The crackdown began on August 2, according to a post from the Kunming government. All stores were ordered to stop using Apple trademarks by August 10.
The goverment announced that all 22 stores have complied with its requests, although China Daily reports that compliance was sluggish just days before the deadline, “with some owners merely covering their Apple logos with blank sheets of paper, or just covering part of the Apple logo.”
Reports of fake Apple stores in Kunming arose last month after a traveler in the city wrote a blog post about discovering three fake stores within a time span of a few days.
Despite a few clues that they were fake, the stores were built to match the look and feel of Apple’s retail outlets. The signage, light wood floors and tables, white walls, glowing Apple logos and Geniuses in blue t-shirts and large lanyard name tags almost checked out, but the blogger noticed a few shortcomings, including the lack of names on name tags, low quality building materials and in one case, a spelling error — “Apple Stoer.”
The Kunming government agency says that it will set up a complaint hotline in order to prevent future instances of trademark infringement, China Daily reports.
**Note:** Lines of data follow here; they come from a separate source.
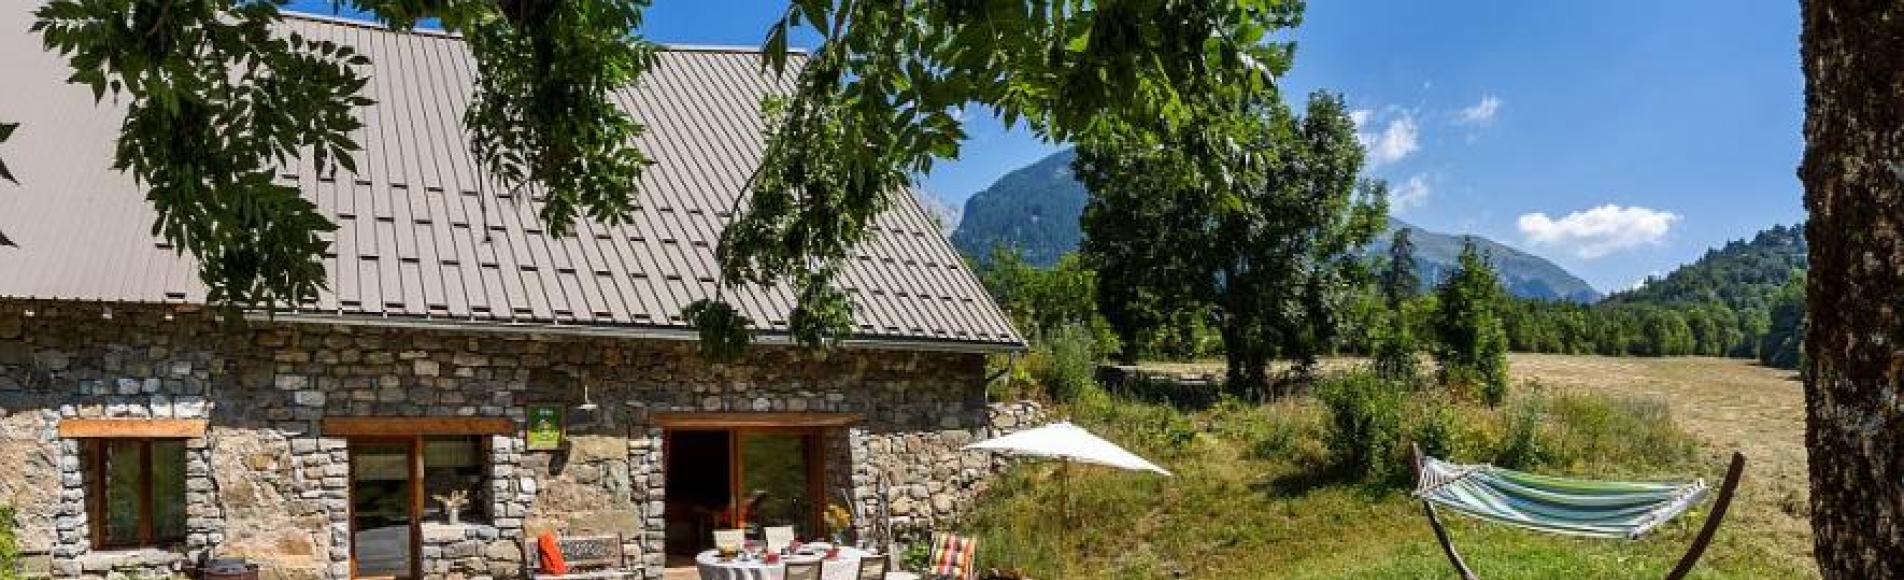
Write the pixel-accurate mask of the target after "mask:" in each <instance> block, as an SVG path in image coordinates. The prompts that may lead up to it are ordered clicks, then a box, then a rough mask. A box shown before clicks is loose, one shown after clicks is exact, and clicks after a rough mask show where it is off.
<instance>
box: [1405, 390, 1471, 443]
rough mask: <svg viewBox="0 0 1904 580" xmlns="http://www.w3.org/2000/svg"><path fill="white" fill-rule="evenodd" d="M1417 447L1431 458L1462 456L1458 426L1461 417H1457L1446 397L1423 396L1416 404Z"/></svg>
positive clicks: (1452, 407)
mask: <svg viewBox="0 0 1904 580" xmlns="http://www.w3.org/2000/svg"><path fill="white" fill-rule="evenodd" d="M1413 416H1415V420H1417V422H1415V428H1413V430H1411V432H1413V434H1415V445H1418V447H1420V449H1422V454H1430V456H1458V454H1460V443H1458V439H1460V435H1458V428H1457V424H1458V422H1460V416H1458V415H1455V409H1453V405H1449V403H1447V399H1445V397H1438V396H1422V397H1417V403H1415V413H1413Z"/></svg>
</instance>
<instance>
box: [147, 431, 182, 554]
mask: <svg viewBox="0 0 1904 580" xmlns="http://www.w3.org/2000/svg"><path fill="white" fill-rule="evenodd" d="M152 538H156V540H158V542H171V540H185V441H183V439H160V441H152Z"/></svg>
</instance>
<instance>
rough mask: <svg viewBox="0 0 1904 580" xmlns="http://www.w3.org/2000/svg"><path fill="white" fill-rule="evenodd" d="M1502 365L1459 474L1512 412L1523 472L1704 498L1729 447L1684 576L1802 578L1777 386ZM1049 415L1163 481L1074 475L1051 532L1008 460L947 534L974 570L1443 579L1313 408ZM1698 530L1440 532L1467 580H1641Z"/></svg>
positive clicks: (1435, 559) (1221, 405)
mask: <svg viewBox="0 0 1904 580" xmlns="http://www.w3.org/2000/svg"><path fill="white" fill-rule="evenodd" d="M1350 365H1352V363H1350V361H1337V363H1333V365H1331V367H1350ZM1512 369H1514V377H1516V384H1517V388H1516V390H1514V394H1512V396H1510V401H1508V403H1506V405H1502V407H1500V409H1481V407H1478V405H1466V403H1464V405H1453V418H1455V424H1458V428H1457V430H1455V437H1453V439H1455V441H1457V443H1455V449H1457V451H1455V454H1457V456H1455V458H1457V460H1491V458H1497V456H1500V453H1502V451H1500V449H1504V445H1510V443H1508V441H1510V439H1514V437H1512V435H1510V432H1512V430H1514V424H1516V420H1517V418H1525V416H1537V420H1533V424H1537V426H1538V428H1537V430H1538V437H1535V439H1537V441H1538V454H1540V456H1542V460H1540V462H1538V466H1537V468H1535V470H1538V472H1552V474H1571V475H1590V477H1624V479H1689V477H1706V479H1708V481H1714V483H1716V481H1717V479H1719V477H1721V470H1723V456H1725V454H1727V453H1729V451H1731V449H1742V451H1744V453H1746V454H1748V472H1746V479H1744V485H1742V491H1740V498H1738V500H1736V502H1735V508H1733V513H1731V517H1729V519H1727V525H1725V529H1723V531H1721V534H1719V538H1717V542H1716V544H1714V546H1712V550H1710V551H1708V553H1706V559H1704V563H1702V565H1700V569H1698V570H1696V572H1695V578H1809V576H1816V570H1815V569H1813V567H1811V563H1809V546H1811V538H1809V532H1807V531H1805V519H1803V517H1805V512H1803V508H1805V493H1803V491H1805V485H1803V481H1805V475H1803V474H1805V462H1803V405H1801V394H1799V384H1797V382H1795V380H1792V373H1788V371H1771V369H1761V367H1754V365H1750V363H1744V361H1733V359H1696V358H1676V359H1624V358H1577V356H1514V359H1512ZM1411 409H1415V407H1411ZM1436 409H1441V407H1436ZM1061 413H1066V415H1070V418H1072V420H1076V422H1080V424H1083V426H1087V428H1091V430H1095V432H1099V434H1102V435H1106V437H1110V439H1114V441H1118V443H1121V445H1127V447H1131V449H1133V451H1137V453H1140V454H1146V456H1150V458H1156V460H1158V462H1160V464H1163V466H1165V468H1171V470H1175V472H1177V477H1169V479H1165V477H1154V475H1140V474H1118V472H1110V470H1099V468H1074V470H1072V474H1070V485H1068V491H1070V493H1068V502H1070V517H1064V515H1062V512H1061V510H1059V506H1061V502H1062V498H1064V494H1061V491H1059V485H1057V483H1059V479H1057V470H1055V468H1053V466H1051V464H1036V462H1028V464H1021V466H1017V468H1015V470H1013V472H1011V474H1009V475H1007V477H1005V479H1003V481H1000V485H998V487H996V489H994V491H992V493H990V494H988V496H986V500H982V502H981V506H979V512H977V513H975V515H973V517H971V519H969V521H967V523H965V525H963V529H965V531H967V532H971V534H977V536H979V538H981V542H982V544H981V565H982V567H996V569H1013V570H1019V572H1022V574H1024V576H1028V578H1449V576H1453V574H1451V570H1449V567H1447V563H1445V559H1443V555H1441V553H1439V548H1438V544H1436V542H1434V536H1432V532H1430V529H1428V525H1426V521H1424V519H1422V515H1420V508H1418V502H1413V500H1409V498H1407V496H1405V493H1403V489H1401V487H1403V485H1405V483H1396V481H1392V479H1390V481H1386V483H1369V481H1350V479H1352V477H1342V475H1339V474H1335V472H1333V470H1331V468H1329V464H1331V462H1329V451H1327V445H1325V439H1327V430H1329V428H1327V424H1329V415H1327V411H1325V409H1323V405H1321V403H1318V401H1316V397H1291V399H1285V401H1276V403H1270V405H1240V403H1226V405H1217V407H1211V409H1194V411H1182V409H1173V407H1167V405H1154V403H1140V401H1129V399H1120V397H1114V396H1108V394H1102V392H1091V394H1085V396H1081V397H1080V399H1078V401H1076V403H1072V405H1066V407H1062V411H1061ZM1420 413H1436V411H1420ZM1464 454H1466V456H1464ZM1704 515H1706V513H1704V510H1702V508H1700V510H1695V512H1691V513H1687V515H1683V517H1679V519H1676V521H1674V523H1672V525H1666V527H1662V529H1660V531H1658V532H1655V534H1651V536H1647V538H1643V540H1637V542H1622V540H1577V538H1559V536H1548V534H1538V532H1527V531H1517V529H1506V527H1498V525H1483V523H1476V521H1470V519H1464V517H1458V515H1447V517H1445V519H1447V521H1449V525H1451V531H1453V534H1455V538H1457V542H1458V546H1460V548H1462V551H1464V553H1466V557H1468V561H1470V565H1474V567H1476V570H1478V572H1479V574H1481V576H1483V578H1557V576H1573V578H1649V576H1651V578H1656V576H1662V574H1664V572H1666V570H1668V569H1670V567H1672V565H1674V561H1676V559H1677V557H1679V553H1681V551H1683V550H1685V546H1687V542H1689V540H1691V536H1693V532H1695V531H1696V527H1698V523H1700V521H1702V517H1704Z"/></svg>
Apple is a highly sought after brand in China, but only has four official stores in the country — two in Beijing and two in Shanghai. One recent study pointed China out as the second largest market for downloads from Apple’s App Store. Meanwhile, the number one market — the U.S. — has 236 Apple stores.
The high demand — as evidenced by the iPad 2 selling out within four hours in Beijing this May — is certainly a catalyst for con artists looking to fill a need where Apple isn’t stepping in. The sheer number of fake Apple stores, though, has caught the company’s attention. With such a booming market, maybe it’s time for Apple to expand its presence in China after its trademark battles subside.